With Khvicha Kvaratskhelia lighting it up in Serie A, Jonathan Maze looks at what has been a sparkling start to the season for the Georgian…
21-year-old Georgian Khvicha Kvaratskhelia has burst onto the world scene this season following his performance against Liverpool, which left Trent Alexander-Arnold looking like an amateur. Khvicha has been so impressive to date that in Naples, they have coined the nickname ‘Kvaradona’ for him. The nickname is pretty high praise for him in a city where Diego Maradona is King, emphasised by Napoli’s Stadium being named the Diego Armando Maradona Stadium.
However long before Kvara – as many call him, was making waves across Europe, he was just a kid from Tbilisi, Georgia. He began his career in Tbilisi, coming through the Dinamo academy making five appearances scoring one and assisting one, before joining FC Rustavi. Kvara went on to make 18 first team appearances for FC Rustavi, scoring three and assisting three.
Lokomotiv then bought Kvara and he scored one in 10 games before being loaned back to FC Rustavi. Kvara’s contract ran down at Lokomotiv allowing him to join Rubin Kazan on a free. He then remained at Kazan for three years, racking up 73 appearances for the club scoring nine and assisting 18. Following this, Kvara made a big money move to Dinamo Batumi for €8 million, it was here that his end product really clicked together as he scored eight and assisted two goals in just eleven games.
Kvara became one of Europe’s hottest commodities thanks to his form at Batumi, with Napoli moving quickly to bring him in for €10 million, only 4 months after he left Kazan to join Batumi.
Kvara has represented a change at Napoli with stalwarts Lorenzo Insigne and Dries Mertens leaving recently, he has become the face of Luciano Spalletti’s dynamic Napoli side. In Serie A this season so far, Khvicha has established himself as one of the league’s best, scoring four and assisting one in seven games.
Napoli boss Spalletti commented on Kvara following his performance against Monza saying, “He is a player with real quality, a fine professional and a good lad.”
Khvicha’s introduction to the rest of Europe, however came against Liverpool in the Champions League, where he came up with a great assist and completed 4/7 dribble attempts, being a constant threat down the left for Napoli in what would be an emphatic 4-1 victory.
Kvara offers Napoli a completely different option from the Insigne who would drop deep and look to retain possession, Kvara instead looks to run in behind stretching defences. The Georgian is dual footed, giving him options to go either way, making him unpredictable to defend. His arrival has been instrumental in allowing Spalletti to play his Napoli side in a way which has seen them start the season so strongly that they are currently top and have the highest goal difference in the league.
Kvara is idolised in Georgia and has scored eight goals already for them in only 17 appearances and has helped them go 10 games unbeaten, with huge wins over the likes of Sweden (a game in which Khvicha scored both goals).

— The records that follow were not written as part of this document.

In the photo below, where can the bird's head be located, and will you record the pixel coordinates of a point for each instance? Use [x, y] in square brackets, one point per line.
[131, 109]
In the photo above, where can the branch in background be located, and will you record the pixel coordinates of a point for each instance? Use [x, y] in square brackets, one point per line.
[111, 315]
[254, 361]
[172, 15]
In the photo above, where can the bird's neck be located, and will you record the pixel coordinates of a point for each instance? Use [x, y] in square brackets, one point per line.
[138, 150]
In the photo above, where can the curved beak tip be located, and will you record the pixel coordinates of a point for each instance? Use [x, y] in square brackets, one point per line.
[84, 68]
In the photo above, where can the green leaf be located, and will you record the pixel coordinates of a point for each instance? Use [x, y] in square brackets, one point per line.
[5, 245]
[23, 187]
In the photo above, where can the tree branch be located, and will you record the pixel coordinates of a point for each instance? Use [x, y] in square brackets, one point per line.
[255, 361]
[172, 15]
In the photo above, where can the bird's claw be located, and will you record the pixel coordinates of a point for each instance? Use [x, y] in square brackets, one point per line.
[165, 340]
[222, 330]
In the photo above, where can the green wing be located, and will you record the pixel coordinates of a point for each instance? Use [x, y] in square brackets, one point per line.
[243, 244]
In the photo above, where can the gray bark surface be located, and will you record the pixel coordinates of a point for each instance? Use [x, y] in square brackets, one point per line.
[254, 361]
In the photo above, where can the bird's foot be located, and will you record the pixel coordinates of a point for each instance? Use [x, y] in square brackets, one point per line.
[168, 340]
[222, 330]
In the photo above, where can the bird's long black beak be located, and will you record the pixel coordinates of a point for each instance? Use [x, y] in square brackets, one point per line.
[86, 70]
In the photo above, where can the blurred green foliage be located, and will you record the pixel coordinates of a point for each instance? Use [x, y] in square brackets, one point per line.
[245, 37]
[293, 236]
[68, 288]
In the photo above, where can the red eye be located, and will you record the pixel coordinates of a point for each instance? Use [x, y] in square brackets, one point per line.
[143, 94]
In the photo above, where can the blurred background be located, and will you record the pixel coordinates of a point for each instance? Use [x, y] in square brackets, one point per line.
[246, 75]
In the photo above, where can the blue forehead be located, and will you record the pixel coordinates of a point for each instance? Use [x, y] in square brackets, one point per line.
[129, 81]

His performances for Georgia has given them a huge boost, as they look set to get promoted in the Nations League to League B.
How does Kvaratskhelia compare?
In order to see how Kvara compares to Europe’s best left-wingers we’ve used SmarterScout with the English Premier League as the benchmark on which each player has been scored. The players have been compared based on six variables, with those being; attacking output, defensive output, duels, shooting, dribbling and link-up play. The radar graph below showcases the findings:
Firstly, we see from the attacking output that he doesn’t offer the quantity of the others however this could likely be due to the fact Napoli won’t be attacking as much as Liverpool, Real Madrid and Bayern Munich. We see that defensively, he is not quite effective enough and this is exemplified by the fact his quantity of defending is scored at 83, with the quality only 21, clearly this is an area Kvara must work on. Similarly with duels, aerially Kvara is good but loses out on the ground both in and out of possession.
Where Kvara really comes into his own is in the shooting and dribbling aspects of his game. So far this season he has averaged 0.6 goals per 90 from 2.7 shots per game, which means he scores every 4.5 shots he takes. Kvara on the ball averages 1.4 successful dribbles per 90, however does lose possession 13.7 times per 90.
In terms of link up play, Kvara is quite poor only completing 12.6 passes in the oppositions half per 90, and only 17.9 on average over the whole pitch. however Kvara is not a player who will drop deep to link up, he wants to get running at defenders.
Kvara, in summary, is still a player rough around the edges. However, he has all the talent and some of his poorer areas on the pitch could be down to tactics from Spalletti.
Having proved himself at every level he’s played at and now setting the Champions League alight with his talent too, the only question is what next and is there anything this boy can’t do?